This is an ongoing project.

Description

Multi-surface environments (MSEs) are typically implemented as distributed systems, where different computers control different surfaces. For example, when combining a tabletop surface, a tablet and a smartphone into a single MSE, a network connection must be established between these different nodes, and data shared between these surfaces must be transmitted over this network. Time is required to transmit data over the network, possibly leading to poor synchronization of the views on different surfaces. This problem is particularly exacerbated in distributed, collaborative surface-based applications, where network latency can be high.

For a programmer developing a MSE, there are many complex issues that need to be dealt with, such as network latency, limited bandwidth and packet loss. As a result, the programmer may resort to using a simple consistency maintenance algorithm, which may have a negative impact on the usability of the MSE.

Janus (pronounced YAH-noos) is named after Janus the Roman god of gates, doors, doorways, windows, beginnings and endings. Janus also had the ability to see into both the past and the future. Similarly, users of the Janus toolkit are able to access shared state at any point in the past or future.

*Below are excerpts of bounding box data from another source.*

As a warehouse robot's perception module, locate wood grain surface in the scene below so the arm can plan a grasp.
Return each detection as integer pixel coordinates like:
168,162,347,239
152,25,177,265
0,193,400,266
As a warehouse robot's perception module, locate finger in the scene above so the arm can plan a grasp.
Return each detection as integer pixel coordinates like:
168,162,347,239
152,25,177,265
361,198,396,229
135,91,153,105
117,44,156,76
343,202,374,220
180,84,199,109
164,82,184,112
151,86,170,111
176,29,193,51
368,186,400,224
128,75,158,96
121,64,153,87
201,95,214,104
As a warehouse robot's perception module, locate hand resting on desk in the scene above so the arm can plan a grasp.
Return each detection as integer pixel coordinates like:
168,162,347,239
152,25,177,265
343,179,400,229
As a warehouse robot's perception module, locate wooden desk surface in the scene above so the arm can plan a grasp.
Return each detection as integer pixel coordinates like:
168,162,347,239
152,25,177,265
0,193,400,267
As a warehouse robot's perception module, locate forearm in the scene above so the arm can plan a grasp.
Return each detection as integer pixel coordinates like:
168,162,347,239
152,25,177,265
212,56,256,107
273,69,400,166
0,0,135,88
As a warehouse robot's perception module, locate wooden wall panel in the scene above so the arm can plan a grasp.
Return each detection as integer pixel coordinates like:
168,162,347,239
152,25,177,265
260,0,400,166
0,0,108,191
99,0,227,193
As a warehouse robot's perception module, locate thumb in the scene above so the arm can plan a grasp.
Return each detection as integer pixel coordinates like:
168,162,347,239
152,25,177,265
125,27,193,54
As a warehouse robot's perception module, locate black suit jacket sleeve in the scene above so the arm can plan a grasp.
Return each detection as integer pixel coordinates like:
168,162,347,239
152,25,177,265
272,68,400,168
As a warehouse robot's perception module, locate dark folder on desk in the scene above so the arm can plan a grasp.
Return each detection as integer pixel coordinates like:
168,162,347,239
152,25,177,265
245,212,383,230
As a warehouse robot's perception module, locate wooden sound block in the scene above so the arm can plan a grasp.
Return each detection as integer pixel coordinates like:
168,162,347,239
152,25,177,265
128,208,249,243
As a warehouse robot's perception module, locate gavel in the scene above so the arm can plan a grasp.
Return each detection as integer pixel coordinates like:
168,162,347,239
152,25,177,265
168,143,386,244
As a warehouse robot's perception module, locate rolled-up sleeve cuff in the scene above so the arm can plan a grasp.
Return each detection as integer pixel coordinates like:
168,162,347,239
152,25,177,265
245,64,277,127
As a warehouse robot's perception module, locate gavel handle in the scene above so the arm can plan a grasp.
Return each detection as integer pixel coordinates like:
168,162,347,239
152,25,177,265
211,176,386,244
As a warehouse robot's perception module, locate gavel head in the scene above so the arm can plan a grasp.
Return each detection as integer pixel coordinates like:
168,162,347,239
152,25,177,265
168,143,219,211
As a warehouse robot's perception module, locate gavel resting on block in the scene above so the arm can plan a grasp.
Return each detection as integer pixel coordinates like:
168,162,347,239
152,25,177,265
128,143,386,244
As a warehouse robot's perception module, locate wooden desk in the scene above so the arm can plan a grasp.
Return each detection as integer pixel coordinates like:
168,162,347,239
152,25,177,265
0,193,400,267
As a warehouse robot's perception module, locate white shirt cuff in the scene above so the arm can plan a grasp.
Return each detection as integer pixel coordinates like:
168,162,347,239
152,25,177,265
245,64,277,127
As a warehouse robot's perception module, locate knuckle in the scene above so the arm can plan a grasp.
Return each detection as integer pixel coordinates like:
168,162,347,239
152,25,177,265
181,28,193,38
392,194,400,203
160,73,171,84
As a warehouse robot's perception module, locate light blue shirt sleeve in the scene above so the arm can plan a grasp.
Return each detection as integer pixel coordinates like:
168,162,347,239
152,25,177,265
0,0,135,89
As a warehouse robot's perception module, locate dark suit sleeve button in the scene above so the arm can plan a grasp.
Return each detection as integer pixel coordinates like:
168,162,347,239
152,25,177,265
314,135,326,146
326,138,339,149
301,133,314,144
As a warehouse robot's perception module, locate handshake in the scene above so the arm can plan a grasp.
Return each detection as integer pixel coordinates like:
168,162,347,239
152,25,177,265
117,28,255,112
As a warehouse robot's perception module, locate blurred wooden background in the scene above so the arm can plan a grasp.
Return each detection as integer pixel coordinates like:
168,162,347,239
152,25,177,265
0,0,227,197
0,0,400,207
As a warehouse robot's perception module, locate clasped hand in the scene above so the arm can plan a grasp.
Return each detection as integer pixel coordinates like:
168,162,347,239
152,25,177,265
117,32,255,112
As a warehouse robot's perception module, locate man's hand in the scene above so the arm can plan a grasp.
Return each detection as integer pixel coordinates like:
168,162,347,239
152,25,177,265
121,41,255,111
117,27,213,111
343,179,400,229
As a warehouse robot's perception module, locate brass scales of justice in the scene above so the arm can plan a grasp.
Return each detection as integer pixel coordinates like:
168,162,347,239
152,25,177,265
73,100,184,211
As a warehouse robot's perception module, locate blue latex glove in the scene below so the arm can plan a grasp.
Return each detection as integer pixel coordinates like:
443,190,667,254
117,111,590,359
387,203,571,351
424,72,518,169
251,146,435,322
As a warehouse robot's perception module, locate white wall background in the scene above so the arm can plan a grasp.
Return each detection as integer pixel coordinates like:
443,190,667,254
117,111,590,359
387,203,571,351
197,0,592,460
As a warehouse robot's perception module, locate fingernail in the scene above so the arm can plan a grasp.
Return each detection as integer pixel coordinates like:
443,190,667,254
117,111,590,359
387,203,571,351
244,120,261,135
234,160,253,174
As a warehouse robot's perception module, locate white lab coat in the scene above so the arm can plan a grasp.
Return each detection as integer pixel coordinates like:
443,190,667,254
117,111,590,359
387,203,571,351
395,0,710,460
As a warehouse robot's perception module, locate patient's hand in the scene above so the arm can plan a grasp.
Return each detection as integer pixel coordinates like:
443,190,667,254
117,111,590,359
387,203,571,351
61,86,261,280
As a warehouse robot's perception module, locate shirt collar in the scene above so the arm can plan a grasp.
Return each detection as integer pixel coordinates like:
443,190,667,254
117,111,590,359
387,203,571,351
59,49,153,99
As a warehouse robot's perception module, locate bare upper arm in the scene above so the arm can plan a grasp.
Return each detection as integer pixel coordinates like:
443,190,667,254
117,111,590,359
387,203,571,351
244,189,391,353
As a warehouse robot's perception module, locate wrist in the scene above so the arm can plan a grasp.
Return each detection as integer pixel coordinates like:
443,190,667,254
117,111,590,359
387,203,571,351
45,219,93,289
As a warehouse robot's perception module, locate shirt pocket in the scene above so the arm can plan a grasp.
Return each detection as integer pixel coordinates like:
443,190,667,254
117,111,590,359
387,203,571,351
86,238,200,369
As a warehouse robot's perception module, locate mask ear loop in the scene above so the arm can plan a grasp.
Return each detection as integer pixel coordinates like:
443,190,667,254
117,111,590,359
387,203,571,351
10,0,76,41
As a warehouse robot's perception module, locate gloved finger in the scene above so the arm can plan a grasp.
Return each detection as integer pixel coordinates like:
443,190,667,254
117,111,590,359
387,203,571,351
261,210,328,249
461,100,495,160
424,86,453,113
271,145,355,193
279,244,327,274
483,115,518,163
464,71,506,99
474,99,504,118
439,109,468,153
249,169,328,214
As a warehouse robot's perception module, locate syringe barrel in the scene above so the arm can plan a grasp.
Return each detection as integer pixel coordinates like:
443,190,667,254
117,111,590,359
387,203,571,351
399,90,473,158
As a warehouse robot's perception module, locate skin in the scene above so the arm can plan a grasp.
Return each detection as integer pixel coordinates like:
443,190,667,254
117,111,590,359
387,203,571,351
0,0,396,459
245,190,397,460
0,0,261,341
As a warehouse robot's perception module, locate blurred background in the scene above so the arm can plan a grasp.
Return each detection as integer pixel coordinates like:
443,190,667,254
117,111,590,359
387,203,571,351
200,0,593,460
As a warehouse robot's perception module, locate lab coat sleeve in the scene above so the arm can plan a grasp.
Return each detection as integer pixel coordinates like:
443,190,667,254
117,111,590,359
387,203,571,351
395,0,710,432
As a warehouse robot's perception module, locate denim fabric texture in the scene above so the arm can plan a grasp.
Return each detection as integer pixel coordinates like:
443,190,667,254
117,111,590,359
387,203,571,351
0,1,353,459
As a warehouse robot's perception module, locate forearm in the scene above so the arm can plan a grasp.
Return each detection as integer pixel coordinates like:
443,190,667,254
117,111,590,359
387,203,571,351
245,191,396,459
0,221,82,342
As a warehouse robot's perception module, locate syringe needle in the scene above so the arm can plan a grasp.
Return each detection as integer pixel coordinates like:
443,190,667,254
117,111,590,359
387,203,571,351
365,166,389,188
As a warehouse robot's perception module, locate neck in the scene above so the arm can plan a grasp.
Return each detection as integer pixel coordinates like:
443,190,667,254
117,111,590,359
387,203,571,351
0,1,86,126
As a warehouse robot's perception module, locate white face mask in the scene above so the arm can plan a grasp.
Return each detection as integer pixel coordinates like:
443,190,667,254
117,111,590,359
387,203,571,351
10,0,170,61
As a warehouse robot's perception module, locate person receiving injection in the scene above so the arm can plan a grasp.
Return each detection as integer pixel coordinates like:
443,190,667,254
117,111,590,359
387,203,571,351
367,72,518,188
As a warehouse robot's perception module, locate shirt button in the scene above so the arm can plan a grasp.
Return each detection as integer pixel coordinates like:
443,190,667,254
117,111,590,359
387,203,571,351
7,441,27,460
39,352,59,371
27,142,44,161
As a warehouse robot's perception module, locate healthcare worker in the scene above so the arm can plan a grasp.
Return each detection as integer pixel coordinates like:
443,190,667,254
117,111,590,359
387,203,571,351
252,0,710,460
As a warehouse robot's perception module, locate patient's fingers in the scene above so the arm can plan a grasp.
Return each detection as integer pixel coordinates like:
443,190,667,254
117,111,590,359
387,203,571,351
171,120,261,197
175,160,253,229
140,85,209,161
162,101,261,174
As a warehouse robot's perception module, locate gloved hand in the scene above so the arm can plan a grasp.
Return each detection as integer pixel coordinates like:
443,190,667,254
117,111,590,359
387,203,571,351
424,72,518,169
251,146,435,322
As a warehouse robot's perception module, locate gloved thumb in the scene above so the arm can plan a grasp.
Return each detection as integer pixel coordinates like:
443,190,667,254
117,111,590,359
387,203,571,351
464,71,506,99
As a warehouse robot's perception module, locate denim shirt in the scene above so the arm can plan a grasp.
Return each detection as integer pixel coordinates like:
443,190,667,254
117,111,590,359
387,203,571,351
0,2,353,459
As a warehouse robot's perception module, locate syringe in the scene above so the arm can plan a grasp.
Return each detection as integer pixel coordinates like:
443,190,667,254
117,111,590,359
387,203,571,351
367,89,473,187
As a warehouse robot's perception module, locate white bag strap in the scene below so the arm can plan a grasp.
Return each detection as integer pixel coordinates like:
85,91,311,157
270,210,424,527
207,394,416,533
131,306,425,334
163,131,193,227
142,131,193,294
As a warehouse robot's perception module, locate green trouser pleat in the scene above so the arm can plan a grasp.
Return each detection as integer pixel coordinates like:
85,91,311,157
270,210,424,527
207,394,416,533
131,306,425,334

The heart of the Janus toolkit is comprised of two simple methods: Get and Set. The Set method allows the programmer to set the game state (or any object within the game) at any point in time either in the past, the present or the future. The Set method also forwards the state information to any clients who have subscribed to that object. Similarly, the Get method allows the programmer to access the state of an object in at game at any point in the past, present or future. Interpolation and extrapolation are automatically used to calculate intermediate values if an exact value does not exist at the time requested by the method. Janus is currently being used as component of several multiplayer games being developed in the EQUIS Lab.